In 2008, the gaming space on Facebook was on a user binge. Simple, highly engaging games built their business model on micro-transactions for premium rewards, and around extensive in-game brand advertising – the digital equivalent of cross promotion. Users liked to play, and acquiring a large user base seemed to make financial sense. It looked like positive ROI and big-time investment were well on their way.

During this time, the Facebook ad inventory was relatively limited. That is, there weren’t many ads available and demand was high. Because there were so many users on Facebook and not enough ads, a dollar in ad expenditure could net you a lot of impressions and plenty of clicks for relatively little cost. Moreover, with wall posts and news feed sharing, one acquired user could net you an extra two for free. As a result, Facebook ad spending was cheap – so cheap that the revenue from paying users made it ROI positive.

Large players like Zynga emerged, and prominent casual gaming companies like Bigpoint and Miniclip began to take note. Simple point-click games, built around small tasks and in-game rewards, amassed tons of players. The Internet had become more than “a garage sale, a bookstore, a search engine, and a portal,” as Zynga-cofounder Mark Pincus told The New York Times.

Investment no-brainer

Ever-increasing engagement, large numbers of users, and the low cost of acquiring new users meant that these companies were soon raising Silicon Valley money. Investors and ad buyers alike wanted a piece of the very lucrative pie. Zynga, for one, raised $40M over three rounds. After all, it made perfect sense to invest. It also made perfect sense to run some expensive co-branding campaigns.

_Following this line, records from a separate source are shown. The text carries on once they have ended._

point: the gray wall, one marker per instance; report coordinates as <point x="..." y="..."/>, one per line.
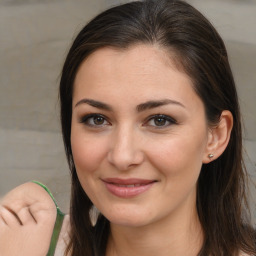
<point x="34" y="38"/>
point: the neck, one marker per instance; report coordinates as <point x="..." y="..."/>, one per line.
<point x="171" y="236"/>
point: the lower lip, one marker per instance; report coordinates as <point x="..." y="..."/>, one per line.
<point x="126" y="192"/>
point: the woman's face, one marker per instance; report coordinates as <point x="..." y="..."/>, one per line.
<point x="138" y="136"/>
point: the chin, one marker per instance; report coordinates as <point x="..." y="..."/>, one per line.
<point x="128" y="220"/>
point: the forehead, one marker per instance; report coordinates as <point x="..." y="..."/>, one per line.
<point x="144" y="72"/>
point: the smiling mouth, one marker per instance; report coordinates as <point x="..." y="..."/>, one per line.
<point x="126" y="188"/>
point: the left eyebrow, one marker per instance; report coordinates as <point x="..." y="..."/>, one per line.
<point x="157" y="103"/>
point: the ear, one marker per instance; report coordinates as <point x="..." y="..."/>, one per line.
<point x="218" y="137"/>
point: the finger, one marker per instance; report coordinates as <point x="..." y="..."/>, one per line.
<point x="26" y="217"/>
<point x="9" y="217"/>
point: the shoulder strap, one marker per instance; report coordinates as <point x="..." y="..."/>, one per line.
<point x="58" y="222"/>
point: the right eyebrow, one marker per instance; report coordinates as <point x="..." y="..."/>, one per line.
<point x="94" y="103"/>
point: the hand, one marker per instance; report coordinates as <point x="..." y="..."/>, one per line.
<point x="27" y="218"/>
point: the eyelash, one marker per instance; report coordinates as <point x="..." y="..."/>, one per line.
<point x="85" y="120"/>
<point x="163" y="117"/>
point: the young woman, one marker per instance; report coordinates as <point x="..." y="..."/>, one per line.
<point x="152" y="132"/>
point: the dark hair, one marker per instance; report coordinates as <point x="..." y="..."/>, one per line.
<point x="178" y="28"/>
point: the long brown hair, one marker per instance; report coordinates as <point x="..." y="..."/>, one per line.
<point x="178" y="28"/>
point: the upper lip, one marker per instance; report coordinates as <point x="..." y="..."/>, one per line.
<point x="127" y="181"/>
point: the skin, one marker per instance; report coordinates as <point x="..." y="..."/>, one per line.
<point x="127" y="143"/>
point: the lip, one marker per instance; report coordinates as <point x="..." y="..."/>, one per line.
<point x="126" y="188"/>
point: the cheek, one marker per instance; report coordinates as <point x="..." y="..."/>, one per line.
<point x="87" y="152"/>
<point x="178" y="155"/>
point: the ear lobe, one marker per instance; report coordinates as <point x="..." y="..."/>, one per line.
<point x="218" y="137"/>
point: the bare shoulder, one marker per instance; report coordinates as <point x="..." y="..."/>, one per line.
<point x="64" y="237"/>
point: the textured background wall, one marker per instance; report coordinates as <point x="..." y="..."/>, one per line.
<point x="34" y="38"/>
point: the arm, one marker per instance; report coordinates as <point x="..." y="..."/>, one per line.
<point x="27" y="218"/>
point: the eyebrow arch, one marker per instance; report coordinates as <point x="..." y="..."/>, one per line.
<point x="157" y="103"/>
<point x="94" y="103"/>
<point x="141" y="107"/>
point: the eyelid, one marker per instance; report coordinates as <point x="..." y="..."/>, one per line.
<point x="166" y="117"/>
<point x="84" y="118"/>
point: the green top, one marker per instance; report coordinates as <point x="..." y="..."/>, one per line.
<point x="58" y="222"/>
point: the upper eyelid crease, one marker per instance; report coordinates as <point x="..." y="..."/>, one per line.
<point x="94" y="103"/>
<point x="158" y="103"/>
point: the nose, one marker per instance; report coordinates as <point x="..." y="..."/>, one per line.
<point x="125" y="151"/>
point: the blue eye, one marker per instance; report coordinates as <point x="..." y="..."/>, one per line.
<point x="160" y="121"/>
<point x="94" y="120"/>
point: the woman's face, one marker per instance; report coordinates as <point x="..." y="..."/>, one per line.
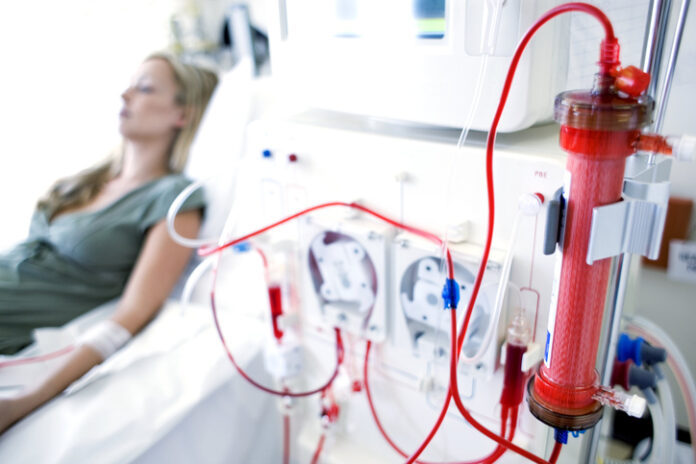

Yet today, for all its previous success, the Facebook gaming model is now suffering what can only be termed a nasty hangover. In recent years the industry has seen a dwindling user base, lower engagement, and decreased returning traffic. As engagement declined and user acquisition slowed, the model’s profit margin eroded. As bidding on Facebook ads became more expensive, the ability to gain free users eroded.

Previous articles have tackled why and how the events of 2009-2011 unfolded the way they did. When the limelight moves away, revenue doesn’t just decrease proportionally – it takes a tumble. Premium media budgets and large ad spending from brands go to the players that glow with Internet success. Top Nike campaign dollars will go to ESPN, and Delta Airlines will buy ad space on CNN. It’s how it goes. Precious ad dollars slowly leave you when you’re down. And you’re forced to reinvent yourself, your engagement model, and your user base.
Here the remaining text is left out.